Due to the diagnostic sensitivity of serum free light chain quantitation for monoclonal light chain diseases, it has been suggested that urine assays no longer need be performed as part of the diagnostic algorithm for monoclonal proteins. We reviewed our experience to determine the relative diagnostic contribution of urine assays.
Methods: Patients with a monoclonal gammopathy and monoclonal urinary protein at initial diagnosis who also had a serum immunofixation and serum free light chain quantitation within 30 days of diagnosis were identified (n = 428). The laboratory results for serum protein electrophoresis, serum immunofixation, serum free light chain, urine protein electrophoresis, and urine immunofixation were reviewed.
Results: The patients in this cohort had diagnoses of multiple myeloma, primary amyloid, monoclonal gammopathy of undetermined significance, smoldering multiple myeloma, solitary plasmacytomas, and other less frequently detected monoclonal gammopathies. By definition of the cohort, all 428 had a monoclonal urine protein. 86% had an abnormal serum free light chain K/L ratio, 81% had an abnormal serum protein electrophoresis, and 94% had an abnormal serum immunofixation. In only 2 patients, however, were all 3 serum assays normal. Both of these were patients with monoclonal gammopathy of undetermined significance (idiopathic Bence Jones proteinuria).

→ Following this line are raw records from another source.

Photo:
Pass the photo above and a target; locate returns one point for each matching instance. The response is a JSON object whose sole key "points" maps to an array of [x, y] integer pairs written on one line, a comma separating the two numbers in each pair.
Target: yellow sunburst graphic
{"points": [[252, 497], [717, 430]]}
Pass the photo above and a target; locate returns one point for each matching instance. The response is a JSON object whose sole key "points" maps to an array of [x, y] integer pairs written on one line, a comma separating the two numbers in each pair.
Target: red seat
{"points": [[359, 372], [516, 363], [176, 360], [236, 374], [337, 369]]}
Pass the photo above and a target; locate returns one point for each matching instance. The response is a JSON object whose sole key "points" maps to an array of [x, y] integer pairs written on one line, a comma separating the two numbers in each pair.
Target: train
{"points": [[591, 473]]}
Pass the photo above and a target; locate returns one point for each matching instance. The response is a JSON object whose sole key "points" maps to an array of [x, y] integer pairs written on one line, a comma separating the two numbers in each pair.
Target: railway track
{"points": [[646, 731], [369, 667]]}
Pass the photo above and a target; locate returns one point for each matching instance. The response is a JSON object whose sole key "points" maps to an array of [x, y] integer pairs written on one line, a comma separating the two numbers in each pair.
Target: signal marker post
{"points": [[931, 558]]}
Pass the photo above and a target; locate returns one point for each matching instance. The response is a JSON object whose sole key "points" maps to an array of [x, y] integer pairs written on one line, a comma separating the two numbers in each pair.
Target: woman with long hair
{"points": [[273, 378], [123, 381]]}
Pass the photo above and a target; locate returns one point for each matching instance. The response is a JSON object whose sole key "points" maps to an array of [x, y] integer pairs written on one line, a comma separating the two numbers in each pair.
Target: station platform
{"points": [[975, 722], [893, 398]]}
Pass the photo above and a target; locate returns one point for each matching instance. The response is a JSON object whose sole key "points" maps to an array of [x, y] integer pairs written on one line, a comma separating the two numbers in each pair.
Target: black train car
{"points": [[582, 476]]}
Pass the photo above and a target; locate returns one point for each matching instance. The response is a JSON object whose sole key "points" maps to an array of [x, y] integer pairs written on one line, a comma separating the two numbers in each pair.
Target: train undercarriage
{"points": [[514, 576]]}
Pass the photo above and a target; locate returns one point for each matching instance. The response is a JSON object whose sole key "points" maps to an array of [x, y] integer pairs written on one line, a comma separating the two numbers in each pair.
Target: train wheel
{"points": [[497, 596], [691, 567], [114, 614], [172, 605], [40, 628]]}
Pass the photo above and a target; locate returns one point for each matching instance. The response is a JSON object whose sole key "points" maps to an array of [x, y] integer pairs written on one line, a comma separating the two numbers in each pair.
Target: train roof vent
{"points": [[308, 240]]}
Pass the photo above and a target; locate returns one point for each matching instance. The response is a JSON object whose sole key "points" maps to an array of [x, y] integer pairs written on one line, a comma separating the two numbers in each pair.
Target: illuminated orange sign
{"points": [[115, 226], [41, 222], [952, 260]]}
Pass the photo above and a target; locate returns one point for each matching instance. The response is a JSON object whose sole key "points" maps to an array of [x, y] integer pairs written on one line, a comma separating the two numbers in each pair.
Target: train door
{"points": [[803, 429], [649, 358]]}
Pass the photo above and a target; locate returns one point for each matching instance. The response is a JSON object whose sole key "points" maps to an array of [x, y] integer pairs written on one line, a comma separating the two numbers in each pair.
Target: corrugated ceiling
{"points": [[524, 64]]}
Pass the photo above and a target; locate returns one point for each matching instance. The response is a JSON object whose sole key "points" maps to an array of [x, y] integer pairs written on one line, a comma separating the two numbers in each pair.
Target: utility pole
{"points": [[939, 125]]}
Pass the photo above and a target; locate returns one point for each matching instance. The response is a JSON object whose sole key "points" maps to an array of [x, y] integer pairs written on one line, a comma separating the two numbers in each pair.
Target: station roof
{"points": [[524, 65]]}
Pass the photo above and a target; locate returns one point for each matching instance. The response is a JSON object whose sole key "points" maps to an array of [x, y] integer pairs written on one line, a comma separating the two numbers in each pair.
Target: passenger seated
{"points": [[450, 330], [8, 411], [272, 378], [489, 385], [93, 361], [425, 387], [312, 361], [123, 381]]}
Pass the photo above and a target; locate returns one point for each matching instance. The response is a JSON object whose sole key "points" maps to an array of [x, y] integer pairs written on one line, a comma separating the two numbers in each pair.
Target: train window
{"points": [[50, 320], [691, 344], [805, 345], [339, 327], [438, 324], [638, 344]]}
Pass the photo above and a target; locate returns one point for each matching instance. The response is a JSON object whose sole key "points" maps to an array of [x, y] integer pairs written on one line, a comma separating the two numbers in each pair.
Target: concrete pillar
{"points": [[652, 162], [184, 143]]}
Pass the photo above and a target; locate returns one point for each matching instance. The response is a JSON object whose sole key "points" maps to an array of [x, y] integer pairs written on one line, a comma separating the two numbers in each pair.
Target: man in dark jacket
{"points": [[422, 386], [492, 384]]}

Conclusion: Discontinuation of urine studies and reliance on a diagnostic algorithm using solely serum studies (protein electrophoresis, immunofixation, and free light chain quantitation), missed 2 of the 428 monoclonal gammopathies (0.5 %) with urinary monoclonal proteins, and these 2 cases required no medical intervention.
Disclosure: No relevant conflicts of interest to declare.